Evidence that the ATP-induced increase in vasomotion of guinea-pig mesenteric lymphatics involves an endothelium-dependent release of thromboxane A2

Abstract

1. Experiments were made to investigate mechanisms by which adenosine 5'-trisphosphate (ATP) enhanced vasomotion in mesenteric lymphatic vessels isolated from young guinea-pigs. 2. ATP (10-8 - 10-3 M) caused a concentration-dependent increase of perfusion-induced vasomotion with the endothelium mediating a fundamental role at low ATP concentrations (10-8 - 10-6 M). 3. The response to 10-6 M ATP showed tachyphylaxis when applied at intervals of 10 min but not at intervals of 20 or 30 min. 4. Suramin (10-4 M) or reactive blue 2 (3x10-5 M) but not PPADS (3x10-5 M) abolished the excitatory response to 10-6 M ATP confirming an involvement of P2 purinoceptors. 5. The excitatory response to 10-6 M ATP was abolished by treatment with either pertussis toxin (100 ng ml-1), antiflammin-1 (10-9 M), indomethacin (3x10-6 M) or SQ29548 (3x10-7 M), inhibitors of specific G proteins, phospholipase A2, cyclo-oxygenase and thromboxane A2 receptors respectively. 6. ATP simultaneously induced a suramin-sensitive inhibitory response, which was normally masked by the excitatory response.
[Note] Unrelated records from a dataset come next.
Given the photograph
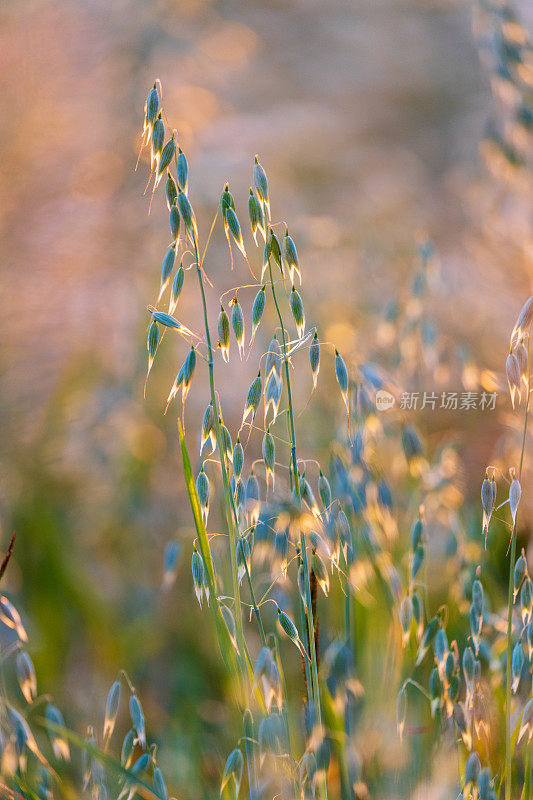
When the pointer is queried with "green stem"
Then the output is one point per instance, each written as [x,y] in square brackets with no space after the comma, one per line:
[508,732]
[225,480]
[303,546]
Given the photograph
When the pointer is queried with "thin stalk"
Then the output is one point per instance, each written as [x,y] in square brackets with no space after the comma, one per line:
[512,558]
[303,546]
[225,481]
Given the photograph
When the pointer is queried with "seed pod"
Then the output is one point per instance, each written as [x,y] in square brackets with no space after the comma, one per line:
[273,396]
[520,572]
[160,788]
[514,496]
[233,770]
[252,496]
[427,638]
[229,621]
[517,662]
[290,257]
[273,359]
[225,441]
[167,155]
[175,290]
[60,745]
[526,601]
[257,219]
[319,569]
[26,676]
[472,770]
[158,138]
[223,333]
[174,222]
[418,560]
[440,646]
[182,170]
[127,748]
[237,321]
[314,358]
[152,105]
[261,185]
[137,718]
[341,374]
[512,369]
[416,534]
[243,553]
[253,399]
[171,190]
[238,459]
[269,456]
[202,489]
[257,311]
[166,268]
[523,361]
[199,577]
[226,201]
[233,226]
[208,429]
[469,665]
[188,370]
[478,598]
[297,309]
[324,491]
[406,617]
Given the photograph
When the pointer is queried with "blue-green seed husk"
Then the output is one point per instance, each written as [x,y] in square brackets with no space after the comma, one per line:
[297,309]
[255,213]
[341,373]
[152,105]
[520,572]
[478,597]
[314,357]
[153,339]
[238,458]
[137,718]
[167,155]
[418,560]
[174,222]
[177,285]
[269,451]
[168,264]
[223,332]
[187,214]
[324,490]
[160,788]
[182,170]
[416,534]
[237,321]
[158,135]
[202,488]
[258,307]
[171,191]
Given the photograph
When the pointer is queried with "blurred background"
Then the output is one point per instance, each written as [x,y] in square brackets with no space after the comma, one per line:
[381,124]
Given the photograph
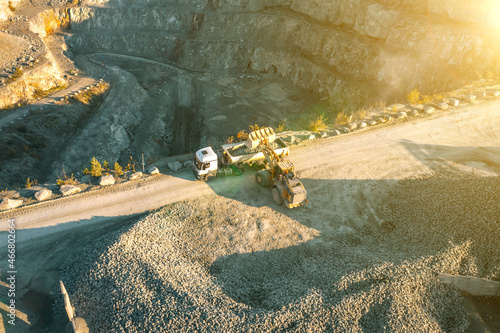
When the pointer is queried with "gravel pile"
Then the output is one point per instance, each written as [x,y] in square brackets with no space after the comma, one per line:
[219,265]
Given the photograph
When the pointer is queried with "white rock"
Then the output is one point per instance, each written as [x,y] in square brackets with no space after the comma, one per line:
[107,180]
[69,189]
[10,203]
[352,126]
[43,194]
[135,175]
[429,109]
[154,170]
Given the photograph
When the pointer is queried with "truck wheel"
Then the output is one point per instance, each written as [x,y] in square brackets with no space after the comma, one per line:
[277,195]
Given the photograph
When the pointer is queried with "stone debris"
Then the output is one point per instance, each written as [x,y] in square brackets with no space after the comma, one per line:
[69,190]
[429,110]
[43,194]
[7,203]
[107,180]
[470,98]
[174,166]
[135,175]
[414,113]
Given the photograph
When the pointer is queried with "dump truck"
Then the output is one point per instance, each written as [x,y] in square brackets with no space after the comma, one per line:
[229,160]
[262,145]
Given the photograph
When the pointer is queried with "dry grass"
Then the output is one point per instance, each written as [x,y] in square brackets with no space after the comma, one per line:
[217,265]
[88,95]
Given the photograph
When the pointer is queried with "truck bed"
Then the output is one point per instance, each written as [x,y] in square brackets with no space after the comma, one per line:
[239,152]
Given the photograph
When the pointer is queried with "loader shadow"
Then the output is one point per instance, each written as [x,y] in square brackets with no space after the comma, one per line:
[41,253]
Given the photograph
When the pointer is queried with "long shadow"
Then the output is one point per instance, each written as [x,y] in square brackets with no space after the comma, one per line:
[353,233]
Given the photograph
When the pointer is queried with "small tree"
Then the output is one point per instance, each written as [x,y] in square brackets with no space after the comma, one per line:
[118,169]
[95,168]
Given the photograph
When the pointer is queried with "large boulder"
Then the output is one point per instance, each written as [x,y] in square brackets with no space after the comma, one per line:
[10,203]
[69,190]
[43,194]
[107,180]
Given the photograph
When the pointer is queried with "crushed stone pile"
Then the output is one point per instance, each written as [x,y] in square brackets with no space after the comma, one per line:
[218,265]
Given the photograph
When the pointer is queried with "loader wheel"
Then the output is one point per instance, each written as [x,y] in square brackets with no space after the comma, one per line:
[263,178]
[277,195]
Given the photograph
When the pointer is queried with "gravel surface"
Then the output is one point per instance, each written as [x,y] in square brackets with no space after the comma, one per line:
[220,265]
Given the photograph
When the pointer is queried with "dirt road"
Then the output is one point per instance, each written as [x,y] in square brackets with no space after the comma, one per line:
[467,140]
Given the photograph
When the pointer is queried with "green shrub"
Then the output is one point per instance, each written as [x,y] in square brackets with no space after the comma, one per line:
[318,123]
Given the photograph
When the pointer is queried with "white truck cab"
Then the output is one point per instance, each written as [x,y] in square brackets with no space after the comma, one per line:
[205,164]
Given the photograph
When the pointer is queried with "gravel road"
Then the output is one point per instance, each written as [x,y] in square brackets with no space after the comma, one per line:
[390,208]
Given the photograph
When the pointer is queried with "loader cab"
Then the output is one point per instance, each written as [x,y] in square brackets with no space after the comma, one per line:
[205,163]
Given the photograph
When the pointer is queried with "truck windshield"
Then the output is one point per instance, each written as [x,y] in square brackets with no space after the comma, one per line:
[198,164]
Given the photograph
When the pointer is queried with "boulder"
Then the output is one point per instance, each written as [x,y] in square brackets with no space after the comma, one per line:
[443,106]
[10,203]
[335,133]
[107,180]
[453,102]
[174,166]
[429,110]
[43,194]
[69,190]
[135,175]
[85,179]
[154,170]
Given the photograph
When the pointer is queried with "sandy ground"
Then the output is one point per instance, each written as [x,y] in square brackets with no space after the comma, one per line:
[354,184]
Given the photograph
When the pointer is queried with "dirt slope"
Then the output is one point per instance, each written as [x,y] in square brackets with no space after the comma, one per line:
[328,264]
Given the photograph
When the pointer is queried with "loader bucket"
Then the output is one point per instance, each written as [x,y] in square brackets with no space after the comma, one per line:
[255,138]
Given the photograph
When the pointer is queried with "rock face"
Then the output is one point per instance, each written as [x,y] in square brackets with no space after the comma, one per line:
[43,194]
[174,166]
[7,204]
[69,190]
[339,49]
[107,180]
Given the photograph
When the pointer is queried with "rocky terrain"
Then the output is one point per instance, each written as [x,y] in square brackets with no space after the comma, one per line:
[218,264]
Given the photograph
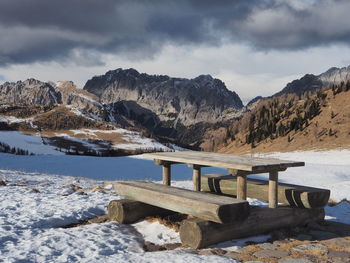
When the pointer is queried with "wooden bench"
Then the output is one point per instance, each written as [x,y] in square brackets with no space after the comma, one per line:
[236,165]
[288,194]
[220,209]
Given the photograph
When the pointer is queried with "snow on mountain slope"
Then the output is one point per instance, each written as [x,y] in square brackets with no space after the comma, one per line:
[34,144]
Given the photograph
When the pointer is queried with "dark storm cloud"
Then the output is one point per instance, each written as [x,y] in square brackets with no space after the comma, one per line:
[42,30]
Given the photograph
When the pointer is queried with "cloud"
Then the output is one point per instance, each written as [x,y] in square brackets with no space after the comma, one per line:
[248,73]
[81,31]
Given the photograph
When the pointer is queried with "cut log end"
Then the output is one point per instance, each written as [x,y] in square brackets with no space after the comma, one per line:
[127,211]
[288,194]
[198,233]
[190,234]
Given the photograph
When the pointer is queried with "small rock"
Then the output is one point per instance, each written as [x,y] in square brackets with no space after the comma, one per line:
[338,254]
[267,246]
[315,226]
[172,246]
[98,188]
[214,251]
[108,186]
[271,254]
[322,235]
[74,187]
[98,219]
[294,260]
[151,247]
[306,247]
[279,234]
[340,241]
[34,190]
[303,237]
[234,255]
[80,192]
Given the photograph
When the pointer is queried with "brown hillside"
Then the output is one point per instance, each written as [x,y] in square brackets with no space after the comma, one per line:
[289,123]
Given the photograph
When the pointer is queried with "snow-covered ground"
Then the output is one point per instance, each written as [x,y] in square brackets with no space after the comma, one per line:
[38,201]
[34,144]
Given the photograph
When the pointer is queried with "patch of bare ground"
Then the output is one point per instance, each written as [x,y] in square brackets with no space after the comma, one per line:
[327,127]
[62,118]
ATP-induced inhibition was mediated by endothelium-derived nitric oxide (EDNO) as the response was abolished by NG-nitro-L-arginine (L-NOARG; 10-4 M), an inhibitor of nitric oxide synthase. 7. We conclude that ATP modulates lymphatic vasomotion by endothelium-dependent and endothelium-independent mechanisms. One of these is a dominant excitation caused through endothelial P2 purinoceptors which because of an involvement of a pertussis toxin sensitive G-protein may be of the P2Y receptor subtype. Their stimulation increases synthesis of phospholipase A2 and production of thromboxane A2, an arachidonic acid metabolite which acts as an endothelium-derived excitatory factor.

Figure 1

The effects of ATP at concentrations in the range 10⁻⁹–10⁻³ M on lymphangion constriction rate in vessels with or without an endothelium. Data were normalized with respect to the corresponding control lymphangion constriction rate with n=9–12 lymphangions for all points. Vertical lines denote s.e.mean. ^*P<0.05, ^**P<0.01.

Figure 2

The effects of antagonists of P₂ purinoceptors on lymphangion constriction rate before and during application of 10⁻⁶ M ATP. The data presented are for suramin (10⁻⁴ M) (a); PPADS (3×10⁻⁵ M) (b), reactive blue 2 (RB2, 3×10⁻⁵ M) (c) and RB2 together with L-NOARG (10⁻⁴ M) an inhibitor of NO synthase (d). Data were normalized with respect to the corresponding lymphangion constriction rate just before application of either ATP or ATP plus inhibitor with each measurement based on data from n=6–12 lymphangions. Vertical lines denote s.e.mean. ^**P<0.01.

Figure 3

The effects of L-NOARG an inhibitor of NO synthase on lymphangion constriction rate before and during application of 10⁻⁶ M ATP. Data were normalized with respect to the corresponding lymphangion constriction rate just before application of either ATP or ATP plus L-NOARG with each measurement based on data from n=9 lymphangions. Vertical lines denote s.e.mean. ^*P<0.05, ^**P<0.01.

Figure 4

The effects of various inhibitors on lymphangion constriction rate before and during application of 10⁻⁶ M ATP. The data presented are for SQ29548 (3×10⁻⁷ M) an inhibitor thromboxane A₂ receptors (a), indomethacin (3×10⁻⁶ M) an inhibitor of cyclo-oxygenase (b), antiflammin-1 (10⁻⁹ M) an inhibitor of phospholipase A₂ (c) and pertussis toxin (PTx, 100 ng ml⁻¹) an inhibitor of specific G proteins (d). Data were normalized with respect to the corresponding lymphangion constriction rate just before application of either ATP or ATP plus inhibitor with each measurement based on data from n=6–12 lymphangions. All experiments were performed in the presence of 10⁻⁴ M L-NOARG. Vertical lines denote s.e.mean. ^*P<0.05, ^**P<0.01.